Yes. I'm sure they apply all the mitigations possible.

Worth mentioning that the previous state of the art solution relied on a radio link too. Not sure if it was an implementation where jamming could led to flight termination, or where jamming could lead to failure to terminate a flight. But jamming, and resistance to it, was a concern even before autonomous flight termination.

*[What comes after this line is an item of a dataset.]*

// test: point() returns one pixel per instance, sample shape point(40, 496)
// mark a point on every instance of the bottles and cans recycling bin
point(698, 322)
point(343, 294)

A bit hard to GPS jam a rocket on the way up.
If I were writing such a system it would have very straightforward if-statements linked directly to FAA requirements. No faffy AI stuff is needed.
I'm pretty sure Falcon 9 carrying crew has an AFTS. Challenger was destroyed by an FTS system as well despite having crew on board. I think it's just a risk you have to take to go on a rocket ride.
> Challenger was destroyed by an FTS system

No. The shuttle broke up when the overall stack became unstable due to the right hand SRB separating because a strut that attached it to the external tank failed (due to a blowtorch effect from a failed O-ring). The Challenger orbiter ended up 'on top' and broke into several chunks - without involvement of any FTS - because of the aerodynamic stress (one of these chunks was the crew compartment). The SRBs were destroyed by their FTS systems, but this was more than 30 seconds after Challenger broke up. The ET simply disintegrated.

[Edit] added emphasis that the orbiter break-up (and destruction) was not due to any FTS.

I'm very aware of why it initially broke up. But once that started, the range safety officer did activate the FTS system.

The point is that rockets carrying crew do indeed have FTS systems - presence of a crew doesn't negate that need.

The SRBs (and the EFTs) had FTS's, but the Orbiters didn't.
>the range safety officer did activate the FTS system.

That doesn't sound very automatic.

The Crew Dragon capsule has escape rockets that will fire as part of the flight termination system to carry the crew safely away.